Un Parti communiste renforcé
Dans les ruelles de Wuhan, Xiaoxiao arpente les boutiques sac au dos. Cette Pékinoise de 36 ans est venue visiter la ville, une manière de soutenir ses habitants qui ont tant sacrifié pour le pays, dit-elle. Comme beaucoup, la jeune femme salue la sérénité retrouvée grâce à la stratégie volontariste des autorités.
Mais cette ancienne étudiante au Royaume-Uni dit cependant comprendre l’approche plus mesurée des démocraties occidentales: "En termes de prévention et de contrôle, je comprends leur attachement à la liberté, la démocratie et aux droits humains qui résulte sur des mesures plus flexibles.

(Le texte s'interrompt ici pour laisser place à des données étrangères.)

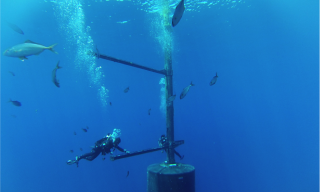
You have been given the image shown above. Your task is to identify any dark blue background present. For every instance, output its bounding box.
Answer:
[1,0,319,192]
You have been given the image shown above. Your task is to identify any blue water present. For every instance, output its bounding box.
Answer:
[1,0,319,192]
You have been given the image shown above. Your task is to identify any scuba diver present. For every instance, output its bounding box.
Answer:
[67,129,130,167]
[158,135,184,160]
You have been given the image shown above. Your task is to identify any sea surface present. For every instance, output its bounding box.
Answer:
[0,0,319,192]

La nature de leur système ne leur permet pas d’imposer les mêmes restrictions que la Chine. Le Covid-19 souligne les spécificités de nos deux systèmes idéologiques qui débouchent sur des mesures de prévention et des résultats différents."
Des résultats que Pékin affiche fièrement aujourd’hui. Les visages détendus des habitants de Wuhan sont une victoire pour le pouvoir. Pointées du doigt au début de la crise pour avoir fait taire les lanceurs d’alerte et dissimulé le caractère contagieux du virus, les autorités ont rapidement repris le contrôle de la situation. A coups de messages de propagande sur fond de nationalisme exacerbé, le Parti communiste cueille aujourd’hui les fruits de son succès et ressort considérablement renforcé de cette épreuve.